We cheered her on from a few feet away, and although the family was now divided, we stood together because her college graduation was a victory for all of us. I knew the excitement of the moment would prevent her from noticing us. But as she approached us and walked out of the auditorium, her eyes met mine and we shared a smile. The moment was bittersweet; I was proud of my sister. I was proud of my family. But I was also facing my future, or at least the uncertainty of it. As I watched her take hold of her bachelor’s degree, the struggles and challenges I would soon face tapped me on the shoulder.
A few years back, our family was financially stable. Both my parents were employed. But when they divorced, making ends meet became a testing task. Soon after my sister graduated, she was forced to put her career‘ advancement on hold and to take on a full time position as a receptionist in order to help the family. She soon assumed the role of head of the family, putting her name on the lease and covering some of the utility bills, responsibilities that came about due to the instability of my mom’s job as a housekeeper. The services women like her provide are luxuries that Americans are willing to live without during uncertain times. She has gone weeks without one day of work and has been forced to consider the option of returning to Colombia, where life is poor, but manageable because of the proximity of friends and family.

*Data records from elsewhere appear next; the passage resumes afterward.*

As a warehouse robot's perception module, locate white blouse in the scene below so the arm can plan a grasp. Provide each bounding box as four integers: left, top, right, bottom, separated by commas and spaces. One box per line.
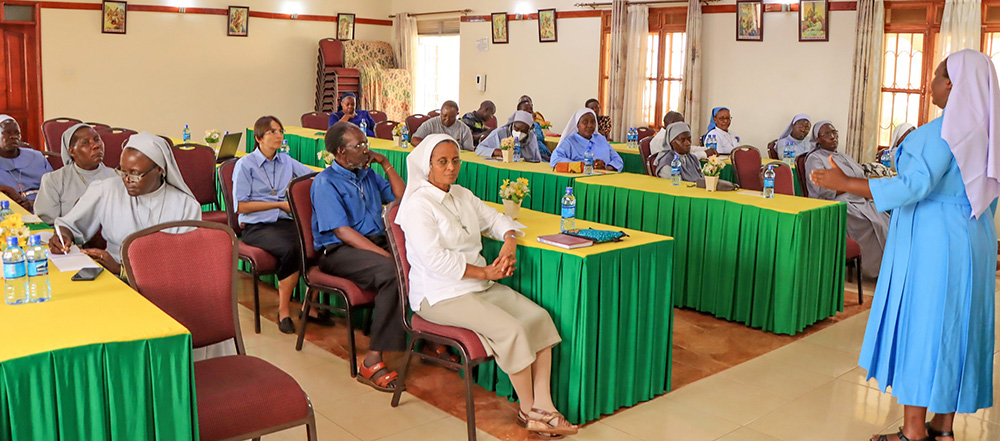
396, 181, 523, 311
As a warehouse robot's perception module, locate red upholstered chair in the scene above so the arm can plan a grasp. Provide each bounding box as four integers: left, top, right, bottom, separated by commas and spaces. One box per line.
218, 158, 278, 334
373, 121, 399, 140
299, 112, 330, 131
173, 143, 229, 225
760, 161, 795, 196
368, 110, 389, 124
97, 127, 138, 168
287, 173, 375, 377
639, 136, 656, 176
382, 200, 493, 441
42, 118, 83, 153
730, 145, 764, 191
406, 113, 431, 136
122, 221, 316, 441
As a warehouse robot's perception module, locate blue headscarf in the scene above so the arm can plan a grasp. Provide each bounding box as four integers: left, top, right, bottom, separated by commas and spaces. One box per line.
701, 107, 729, 144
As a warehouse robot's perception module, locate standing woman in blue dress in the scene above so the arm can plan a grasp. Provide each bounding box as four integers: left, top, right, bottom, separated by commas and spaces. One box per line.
810, 50, 1000, 441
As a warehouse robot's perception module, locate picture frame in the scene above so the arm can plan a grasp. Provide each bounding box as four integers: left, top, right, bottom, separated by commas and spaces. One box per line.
337, 14, 354, 40
101, 1, 128, 34
490, 12, 510, 44
736, 0, 764, 41
226, 6, 250, 37
798, 0, 830, 41
538, 8, 559, 43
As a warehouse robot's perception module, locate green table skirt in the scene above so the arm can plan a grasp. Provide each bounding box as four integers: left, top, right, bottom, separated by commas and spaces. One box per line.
0, 334, 198, 441
477, 239, 674, 423
576, 181, 847, 335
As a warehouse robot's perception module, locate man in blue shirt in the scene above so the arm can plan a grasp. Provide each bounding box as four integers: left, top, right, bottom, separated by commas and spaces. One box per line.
311, 121, 406, 392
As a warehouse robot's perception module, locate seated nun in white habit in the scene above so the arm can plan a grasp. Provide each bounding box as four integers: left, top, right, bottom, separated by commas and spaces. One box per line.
35, 124, 118, 225
396, 134, 580, 435
774, 113, 814, 158
805, 121, 889, 278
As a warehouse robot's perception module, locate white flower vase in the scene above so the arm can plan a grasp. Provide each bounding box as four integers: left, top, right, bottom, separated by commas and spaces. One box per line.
503, 199, 521, 219
705, 176, 719, 191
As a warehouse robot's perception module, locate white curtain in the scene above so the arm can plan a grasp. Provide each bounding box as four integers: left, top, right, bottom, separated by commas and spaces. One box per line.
680, 0, 701, 137
612, 5, 651, 143
844, 0, 885, 164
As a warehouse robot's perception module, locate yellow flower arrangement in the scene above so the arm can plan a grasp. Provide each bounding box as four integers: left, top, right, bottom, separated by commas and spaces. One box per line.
701, 155, 726, 176
500, 178, 531, 204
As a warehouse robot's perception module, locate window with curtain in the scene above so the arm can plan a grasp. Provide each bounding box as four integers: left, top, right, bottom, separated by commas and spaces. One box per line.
598, 7, 687, 128
413, 18, 460, 113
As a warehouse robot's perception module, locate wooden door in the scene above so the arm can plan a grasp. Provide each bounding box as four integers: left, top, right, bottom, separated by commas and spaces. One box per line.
0, 1, 45, 150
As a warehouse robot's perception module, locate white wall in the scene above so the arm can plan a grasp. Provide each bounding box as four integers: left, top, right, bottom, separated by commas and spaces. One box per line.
41, 0, 392, 140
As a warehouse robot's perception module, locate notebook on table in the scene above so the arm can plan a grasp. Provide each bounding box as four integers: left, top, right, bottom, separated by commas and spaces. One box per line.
538, 233, 594, 250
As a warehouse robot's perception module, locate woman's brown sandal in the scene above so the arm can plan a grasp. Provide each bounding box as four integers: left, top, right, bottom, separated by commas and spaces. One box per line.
357, 359, 399, 392
517, 409, 579, 439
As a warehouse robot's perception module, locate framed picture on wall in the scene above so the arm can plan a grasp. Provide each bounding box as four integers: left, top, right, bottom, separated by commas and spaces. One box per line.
226, 6, 250, 37
101, 1, 128, 34
490, 12, 509, 44
538, 9, 559, 43
799, 0, 830, 41
736, 0, 764, 41
337, 14, 354, 40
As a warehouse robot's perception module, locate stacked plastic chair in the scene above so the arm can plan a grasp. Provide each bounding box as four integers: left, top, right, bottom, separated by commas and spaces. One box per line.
316, 38, 361, 113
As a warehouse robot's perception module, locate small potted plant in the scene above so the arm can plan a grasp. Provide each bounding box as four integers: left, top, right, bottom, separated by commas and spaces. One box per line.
500, 136, 514, 162
205, 129, 222, 152
701, 155, 726, 191
500, 178, 531, 219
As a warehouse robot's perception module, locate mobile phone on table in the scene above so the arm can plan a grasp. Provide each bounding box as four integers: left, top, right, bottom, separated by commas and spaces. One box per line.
70, 266, 104, 282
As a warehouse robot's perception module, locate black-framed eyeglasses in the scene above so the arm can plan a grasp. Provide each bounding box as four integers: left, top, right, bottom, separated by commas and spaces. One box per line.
115, 164, 159, 183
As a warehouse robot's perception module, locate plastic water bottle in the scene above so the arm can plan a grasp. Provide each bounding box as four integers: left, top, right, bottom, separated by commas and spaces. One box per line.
3, 237, 28, 305
764, 164, 774, 199
782, 141, 795, 167
559, 187, 576, 233
670, 153, 681, 185
0, 200, 14, 220
24, 234, 52, 302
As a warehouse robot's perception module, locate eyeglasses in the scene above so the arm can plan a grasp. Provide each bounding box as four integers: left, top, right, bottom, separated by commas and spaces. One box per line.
115, 164, 159, 184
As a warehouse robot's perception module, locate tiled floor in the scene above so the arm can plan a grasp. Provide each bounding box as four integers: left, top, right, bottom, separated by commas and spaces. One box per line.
240, 276, 1000, 441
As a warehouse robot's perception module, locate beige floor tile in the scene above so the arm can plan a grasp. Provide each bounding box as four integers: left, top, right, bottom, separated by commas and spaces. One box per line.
716, 354, 834, 398
718, 427, 784, 441
601, 399, 740, 441
667, 375, 791, 424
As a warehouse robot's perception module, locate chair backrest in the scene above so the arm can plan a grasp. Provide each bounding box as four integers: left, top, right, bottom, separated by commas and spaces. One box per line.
406, 113, 431, 136
795, 151, 812, 198
368, 110, 389, 124
97, 127, 138, 168
382, 199, 410, 329
216, 158, 243, 236
42, 118, 83, 153
286, 173, 319, 270
172, 143, 216, 205
639, 136, 653, 176
299, 112, 330, 130
729, 145, 764, 191
760, 161, 795, 196
122, 221, 245, 354
373, 121, 399, 139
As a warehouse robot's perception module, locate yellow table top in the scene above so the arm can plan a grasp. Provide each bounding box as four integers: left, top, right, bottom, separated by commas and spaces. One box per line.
577, 173, 841, 213
486, 202, 674, 257
0, 195, 189, 362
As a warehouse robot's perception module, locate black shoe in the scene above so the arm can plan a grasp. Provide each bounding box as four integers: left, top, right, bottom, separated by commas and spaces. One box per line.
278, 317, 295, 334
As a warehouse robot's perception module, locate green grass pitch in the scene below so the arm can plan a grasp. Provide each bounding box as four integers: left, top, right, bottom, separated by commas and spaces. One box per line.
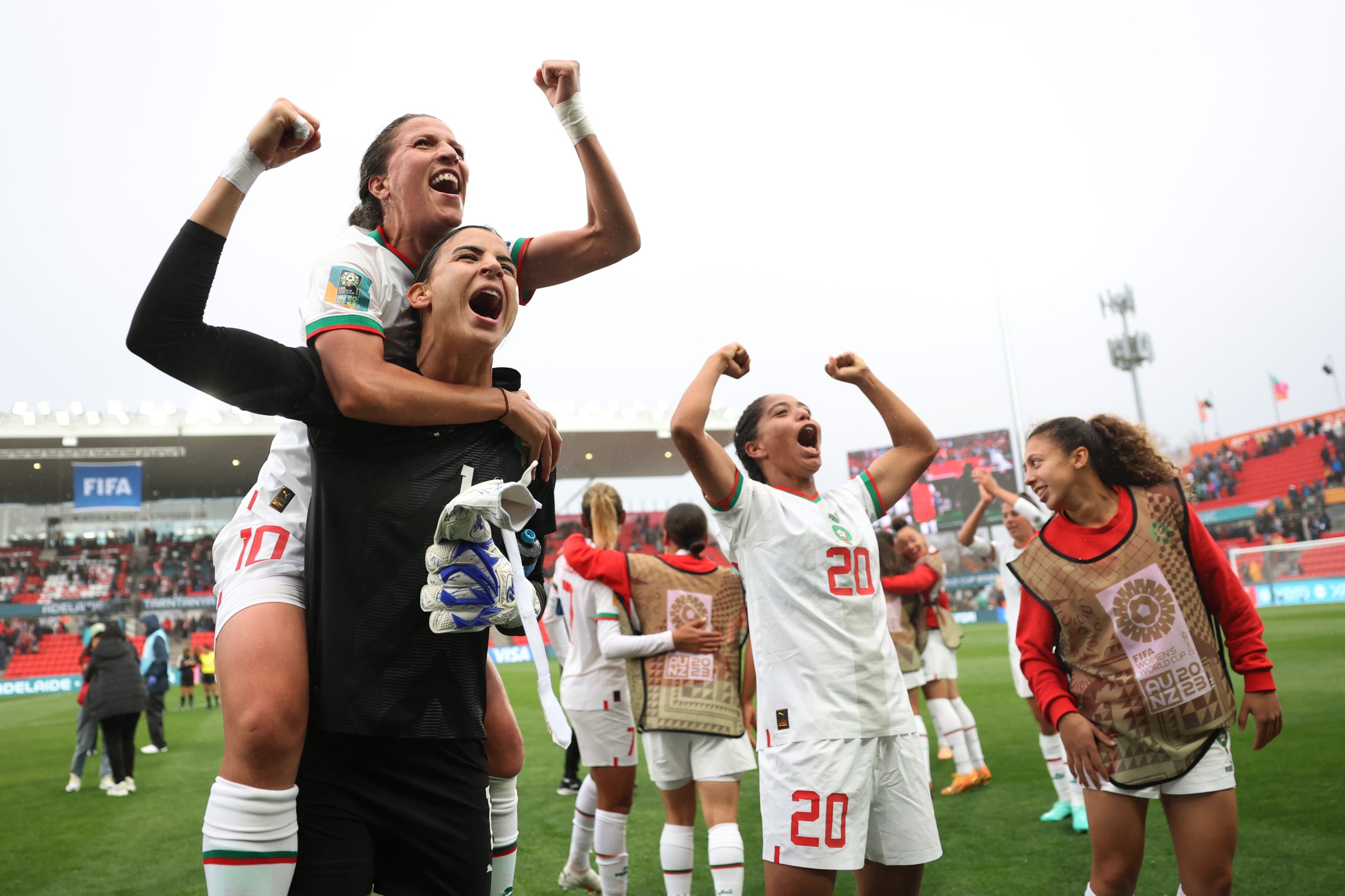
0, 606, 1345, 896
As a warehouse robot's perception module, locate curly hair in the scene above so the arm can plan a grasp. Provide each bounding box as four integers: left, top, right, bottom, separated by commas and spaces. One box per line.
733, 395, 771, 482
1028, 414, 1178, 487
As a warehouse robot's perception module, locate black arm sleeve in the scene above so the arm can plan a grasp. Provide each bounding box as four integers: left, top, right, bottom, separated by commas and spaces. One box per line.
127, 221, 331, 420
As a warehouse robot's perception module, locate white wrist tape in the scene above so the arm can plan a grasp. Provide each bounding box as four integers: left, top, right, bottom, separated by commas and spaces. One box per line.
219, 140, 266, 196
555, 93, 593, 143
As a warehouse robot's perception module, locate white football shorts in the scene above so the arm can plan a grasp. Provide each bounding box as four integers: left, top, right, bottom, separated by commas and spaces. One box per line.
212, 513, 305, 635
565, 702, 640, 768
1079, 731, 1237, 799
920, 628, 958, 683
640, 731, 756, 790
215, 572, 305, 638
760, 733, 943, 870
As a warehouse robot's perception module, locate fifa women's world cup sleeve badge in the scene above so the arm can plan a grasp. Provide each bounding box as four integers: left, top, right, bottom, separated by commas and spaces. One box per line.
323, 265, 368, 311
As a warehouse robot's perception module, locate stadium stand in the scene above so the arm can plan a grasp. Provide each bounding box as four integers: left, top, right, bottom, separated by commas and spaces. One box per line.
4, 633, 145, 678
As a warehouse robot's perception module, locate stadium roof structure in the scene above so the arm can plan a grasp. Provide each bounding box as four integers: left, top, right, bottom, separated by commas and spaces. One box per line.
0, 401, 737, 505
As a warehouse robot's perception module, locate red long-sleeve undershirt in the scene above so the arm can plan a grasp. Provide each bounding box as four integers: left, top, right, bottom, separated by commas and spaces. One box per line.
1017, 488, 1275, 725
881, 564, 948, 628
561, 533, 714, 600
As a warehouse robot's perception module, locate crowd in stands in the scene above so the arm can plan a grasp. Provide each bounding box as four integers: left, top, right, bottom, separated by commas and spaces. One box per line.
139, 539, 215, 597
1187, 444, 1248, 501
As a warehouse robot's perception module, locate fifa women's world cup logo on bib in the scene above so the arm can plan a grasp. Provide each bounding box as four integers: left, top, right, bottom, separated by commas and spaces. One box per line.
1098, 564, 1215, 712
663, 589, 714, 681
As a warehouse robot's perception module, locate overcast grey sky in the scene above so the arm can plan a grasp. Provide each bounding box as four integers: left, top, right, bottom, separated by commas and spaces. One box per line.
0, 2, 1345, 503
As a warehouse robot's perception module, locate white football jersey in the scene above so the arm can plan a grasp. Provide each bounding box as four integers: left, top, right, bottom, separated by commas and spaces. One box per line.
967, 498, 1049, 638
215, 227, 533, 584
710, 471, 916, 748
300, 227, 420, 364
552, 554, 631, 709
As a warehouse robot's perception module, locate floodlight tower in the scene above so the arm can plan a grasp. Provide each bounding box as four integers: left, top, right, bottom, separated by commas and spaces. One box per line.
1098, 284, 1154, 422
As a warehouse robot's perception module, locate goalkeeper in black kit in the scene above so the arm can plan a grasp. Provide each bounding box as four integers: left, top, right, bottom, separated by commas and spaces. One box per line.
127, 213, 555, 896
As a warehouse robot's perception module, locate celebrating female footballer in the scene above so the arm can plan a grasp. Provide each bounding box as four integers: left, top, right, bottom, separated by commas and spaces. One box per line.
132, 60, 639, 892
671, 343, 942, 896
1009, 414, 1283, 896
958, 468, 1088, 833
882, 522, 990, 795
564, 505, 756, 896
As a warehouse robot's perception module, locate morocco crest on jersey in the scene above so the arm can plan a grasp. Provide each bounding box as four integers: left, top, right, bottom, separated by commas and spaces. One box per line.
620, 554, 747, 737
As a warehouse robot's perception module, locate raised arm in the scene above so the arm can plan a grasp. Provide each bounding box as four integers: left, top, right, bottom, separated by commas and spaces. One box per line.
958, 471, 994, 548
519, 59, 640, 290
826, 351, 939, 510
670, 342, 752, 501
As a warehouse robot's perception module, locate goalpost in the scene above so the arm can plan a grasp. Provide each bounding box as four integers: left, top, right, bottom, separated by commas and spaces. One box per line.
1228, 538, 1345, 607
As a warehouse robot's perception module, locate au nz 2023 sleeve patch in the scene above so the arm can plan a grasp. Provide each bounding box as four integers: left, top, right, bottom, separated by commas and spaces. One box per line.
323, 265, 368, 311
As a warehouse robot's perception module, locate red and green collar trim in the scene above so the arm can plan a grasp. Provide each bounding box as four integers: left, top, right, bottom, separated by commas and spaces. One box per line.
368, 225, 416, 273
705, 467, 742, 513
860, 470, 885, 517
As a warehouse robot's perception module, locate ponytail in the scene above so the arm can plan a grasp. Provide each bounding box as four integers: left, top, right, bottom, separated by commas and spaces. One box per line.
663, 505, 710, 560
581, 482, 625, 549
1028, 414, 1178, 487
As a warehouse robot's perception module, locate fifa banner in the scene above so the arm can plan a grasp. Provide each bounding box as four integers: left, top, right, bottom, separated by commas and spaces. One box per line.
849, 429, 1018, 533
0, 675, 84, 697
70, 460, 140, 510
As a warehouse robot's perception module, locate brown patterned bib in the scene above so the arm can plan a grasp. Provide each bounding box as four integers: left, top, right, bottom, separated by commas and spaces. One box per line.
1009, 482, 1236, 788
620, 554, 747, 737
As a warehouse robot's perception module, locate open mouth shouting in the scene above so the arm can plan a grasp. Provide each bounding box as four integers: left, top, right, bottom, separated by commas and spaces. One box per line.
798, 422, 822, 457
429, 171, 461, 196
467, 287, 504, 323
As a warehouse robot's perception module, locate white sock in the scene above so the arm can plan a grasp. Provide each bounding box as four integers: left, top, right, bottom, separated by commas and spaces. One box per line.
593, 808, 631, 896
200, 778, 298, 896
659, 825, 696, 896
1037, 735, 1069, 802
491, 778, 518, 896
570, 775, 597, 869
925, 697, 977, 775
916, 716, 934, 784
949, 697, 986, 768
710, 824, 742, 896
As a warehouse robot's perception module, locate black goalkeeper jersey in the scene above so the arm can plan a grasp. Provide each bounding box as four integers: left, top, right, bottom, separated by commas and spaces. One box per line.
127, 222, 555, 738
304, 366, 555, 737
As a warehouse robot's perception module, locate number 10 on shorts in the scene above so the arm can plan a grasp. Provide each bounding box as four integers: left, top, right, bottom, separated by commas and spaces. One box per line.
790, 790, 850, 849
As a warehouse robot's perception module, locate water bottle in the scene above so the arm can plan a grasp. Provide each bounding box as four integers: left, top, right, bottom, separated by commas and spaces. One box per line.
518, 529, 542, 578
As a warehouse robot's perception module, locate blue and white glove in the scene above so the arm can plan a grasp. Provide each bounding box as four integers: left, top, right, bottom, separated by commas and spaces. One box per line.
421, 468, 538, 633
421, 533, 519, 633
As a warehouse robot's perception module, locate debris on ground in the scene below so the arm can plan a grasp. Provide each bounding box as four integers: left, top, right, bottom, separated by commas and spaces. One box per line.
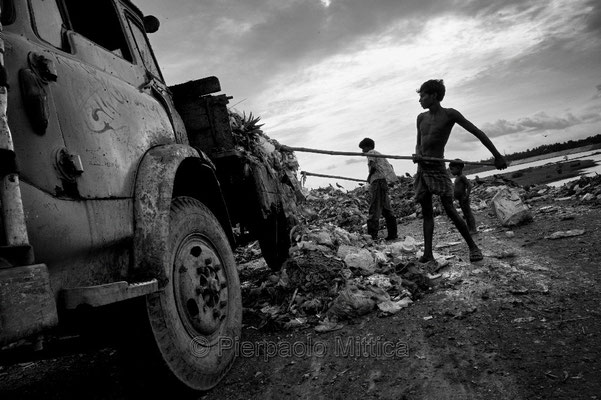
237, 170, 601, 332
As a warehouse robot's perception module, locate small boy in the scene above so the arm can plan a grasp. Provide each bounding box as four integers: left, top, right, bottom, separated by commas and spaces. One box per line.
359, 138, 397, 240
449, 160, 478, 235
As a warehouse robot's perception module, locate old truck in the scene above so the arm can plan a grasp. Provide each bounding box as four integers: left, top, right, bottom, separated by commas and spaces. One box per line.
0, 0, 293, 390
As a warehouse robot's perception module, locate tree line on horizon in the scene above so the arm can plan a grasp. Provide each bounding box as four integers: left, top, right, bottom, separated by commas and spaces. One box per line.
463, 134, 601, 171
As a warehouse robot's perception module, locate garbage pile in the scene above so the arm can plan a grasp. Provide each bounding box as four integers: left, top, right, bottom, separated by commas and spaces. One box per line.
228, 109, 304, 217
304, 176, 417, 232
238, 164, 601, 332
239, 223, 446, 332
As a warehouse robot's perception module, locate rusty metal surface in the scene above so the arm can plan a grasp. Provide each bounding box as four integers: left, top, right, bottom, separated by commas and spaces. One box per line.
61, 279, 159, 310
0, 264, 58, 346
21, 182, 134, 292
133, 144, 199, 286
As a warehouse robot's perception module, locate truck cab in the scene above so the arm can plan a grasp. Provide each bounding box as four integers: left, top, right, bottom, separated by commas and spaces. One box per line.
0, 0, 242, 390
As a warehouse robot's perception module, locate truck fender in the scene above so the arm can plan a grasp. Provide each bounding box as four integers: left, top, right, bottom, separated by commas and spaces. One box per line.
131, 144, 233, 287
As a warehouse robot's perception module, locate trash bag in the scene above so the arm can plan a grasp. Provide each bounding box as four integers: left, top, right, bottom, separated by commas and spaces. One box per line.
492, 188, 532, 226
327, 285, 377, 320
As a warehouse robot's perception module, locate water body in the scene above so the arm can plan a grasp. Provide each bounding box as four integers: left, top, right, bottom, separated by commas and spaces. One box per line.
467, 149, 601, 187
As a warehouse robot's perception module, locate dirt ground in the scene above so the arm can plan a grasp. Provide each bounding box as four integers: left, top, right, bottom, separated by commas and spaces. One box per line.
0, 195, 601, 400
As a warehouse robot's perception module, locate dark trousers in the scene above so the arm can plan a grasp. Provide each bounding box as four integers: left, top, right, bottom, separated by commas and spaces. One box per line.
367, 179, 397, 239
459, 197, 476, 232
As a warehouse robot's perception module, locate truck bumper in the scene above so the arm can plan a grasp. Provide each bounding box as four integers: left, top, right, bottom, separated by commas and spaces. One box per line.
0, 264, 58, 346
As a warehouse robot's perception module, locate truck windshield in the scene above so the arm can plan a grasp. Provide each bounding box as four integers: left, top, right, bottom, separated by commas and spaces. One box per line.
65, 0, 132, 61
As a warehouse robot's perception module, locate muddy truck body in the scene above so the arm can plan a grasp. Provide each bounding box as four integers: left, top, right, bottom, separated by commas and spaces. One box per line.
0, 0, 291, 390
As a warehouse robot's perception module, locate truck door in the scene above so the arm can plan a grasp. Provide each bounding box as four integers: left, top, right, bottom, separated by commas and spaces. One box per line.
31, 0, 174, 199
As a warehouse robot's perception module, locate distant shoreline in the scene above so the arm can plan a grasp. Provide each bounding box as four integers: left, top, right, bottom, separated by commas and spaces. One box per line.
465, 144, 601, 175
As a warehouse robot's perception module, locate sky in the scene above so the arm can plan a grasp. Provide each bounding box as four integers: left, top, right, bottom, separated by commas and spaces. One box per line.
134, 0, 601, 189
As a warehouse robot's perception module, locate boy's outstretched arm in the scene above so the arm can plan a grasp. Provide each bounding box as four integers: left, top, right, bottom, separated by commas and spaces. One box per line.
453, 110, 507, 169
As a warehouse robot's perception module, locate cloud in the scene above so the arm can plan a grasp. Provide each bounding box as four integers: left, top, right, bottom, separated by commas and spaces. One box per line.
474, 112, 601, 140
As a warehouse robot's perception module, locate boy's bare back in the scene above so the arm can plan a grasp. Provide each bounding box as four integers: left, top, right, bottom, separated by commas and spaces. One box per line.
417, 107, 462, 158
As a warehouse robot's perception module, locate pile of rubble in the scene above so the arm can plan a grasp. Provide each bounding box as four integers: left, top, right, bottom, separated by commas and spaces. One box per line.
228, 109, 304, 217
239, 170, 601, 332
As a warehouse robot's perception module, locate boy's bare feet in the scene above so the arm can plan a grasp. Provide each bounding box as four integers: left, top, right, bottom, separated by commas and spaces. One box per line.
417, 256, 434, 264
470, 247, 484, 262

Junior year I had to face reality, the fact that I would encounter even more challenges than my sister had . While my sister was in college the family funds had often run low and the extra money we made went to her education. But the little savings we gathered were quickly depleted as we adjusted to the changes brought about by my parents’ divorce and the ever-present challenges presented by our immigration status. My father began a new life with a new family, thus limiting the money he could provide to his daughters. Now, my mom, who had never had to support a household on her own, was left with what seemed the weight of the world. The turbulence of our new lifestyle puts my college future on hold.
As an undocumented student I am not eligible for federal financial aid or for most scholarships. My options for higher education are limited; admittance to higher education institutions and scholarship offers are made nearly impossible since lack of legal status is expected to be made up for with merit. Working to fund my education is an option that seems more and more far-fetched because the stagnant economy and the political light being shed on immigration reform limit job possibilities and turn glaring eyes toward students like me. Scholarship funds would allow me to sustain myself only if my parents were to choose to leave the country.
For a while I was in a period of denial in which I was aware of my status but it still seemed like something foreign to me, something that didn’t affect me.
At moments I was determined to accomplish my dreams, while at other moments I felt like giving up. But my reality kept presenting itself. It was the uncertainty that threw me off balance.
I knew I could not let myself fall into a state of depression. I knew I needed a support system. I knew that I needed to face this challenge head on. I began by talking to my close friends and my family – but although they listened to all my frustrations and wanted to help me get out of my situation, I knew they could only do so much.
A newspaper article brought hope back to me. It praised the work of an organization, the New York State Youth Leadership Council, leading a campaign in support of the DREAM Act and the scholarships it offered. It was the first time I had heard of this bill and I became aware of the growing momentum of the movement at both the national and local levels.
I attended one of the YLC’s Get Active Conferences for youth interested in getting involved. I quickly connected with other participants and could see myself working with them in the future. My organizer self woke up. I began my involvement with my participation in the YLC’s High School Institute, which explored issues of race, organizing, and leadership. I used the resources and skills I obtained from the program to explain and advocate for the DREAM Act through research papers and a presentation for my English Writing College Now course. This was my first experience with activism.
The family I found in the YLC has offered me the guidance, encouragement and support that have kept me going. With every passing meeting I feel more comfortable about sharing my story. I have met too many talented individuals who have not been able to reach their full potential because they are trapped by their lack of legal status in the country they love, contribute to, and call home. I have seen the strength of heartfelt words whenever we welcome dreamers and allies. The inspiration and courage of the Dreamers in this country is the fuel of the immigrant youth movement.
As I prepare for the next chapter of my life (college!), I take control of my future. I will not let 9 digits have more control than I do. I hope to gain the tools and skills to further my role in the New York State Youth Leadership Council. I plan to prepare myself for a career in the non-profit world so that I can continue working with youth to encourage other undocumented students in situations like mine break loose from the paralysis and strains of their status, and share their own stories. I hope to provide a guiding light to help each of them reach his or her full potential. I know one day each one of us will be judged by the content of our character, not the lack of a nine-digit number.